Complectus sale falls through after Australia buyer breaches sale agreement
The sale of New Zealand financial services supervisory business Complectus has fallen through after the Australian buyer didn't meet the agreed settlement date of May 31.
The deal was announced on May 18 with Overseas Investment Office approval and trumped a planned $150 million initial public offering. However, Auckland-based Complectus today said the company is still owned by Andrew Barnes' Bath Street Capital after Australia's Sargon Capital didn't meet the terms of the sale and purchase agreement.
Complectus operates the Perpetual Guardian supervisory business, the brainchild of Barnes who began buying trustee firms in 2013 with the acquisition of Perpetual Trust and later went on to buy Guardian Trust. Since then the group has purchased Covenant Trustee Services, Foundation Corporate Trust and New Zealand Trustee Services and now oversees more than $130 billion of assets. He had planned to raise $150 million in a public float of the company last December but put it off citing volatility in the markets.

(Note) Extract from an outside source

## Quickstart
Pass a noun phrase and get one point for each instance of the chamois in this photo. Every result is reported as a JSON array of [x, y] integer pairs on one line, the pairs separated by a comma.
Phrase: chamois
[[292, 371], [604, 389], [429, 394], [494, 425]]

Sargon is a unit of Australian corporate trustee firm Trustee Partners, and was set up by entrepreneurs Philip Kingston and Aron D'Souza last year with a goal to use different risk management techniques and new technology to provide a more client-friendly service than existing firms.
Complectus said its business is still tracking "positively and will maintain its usual operations to ensure that New Zealanders have access to affordable estate planning services".
Accounts filed with the Companies Office show Perpetual Trust reported a loss of $331,000 on revenue of $4.9 million in the 12 months ended June 30, 2016, compared to a profit of $59,000 on sales of $6.4 million in the prior year. The unit paid a service fee to Guardian Trust of $5.3 million in 2016, compared to $5.6 million in 2015.
Separately, Guardian Trust's accounts show it generated a profit of $8.8 million on revenue of $43.6 million in the year ended June 30, largely unchanged from a profit of $8.8 million on sales of $44.2 million in 2015.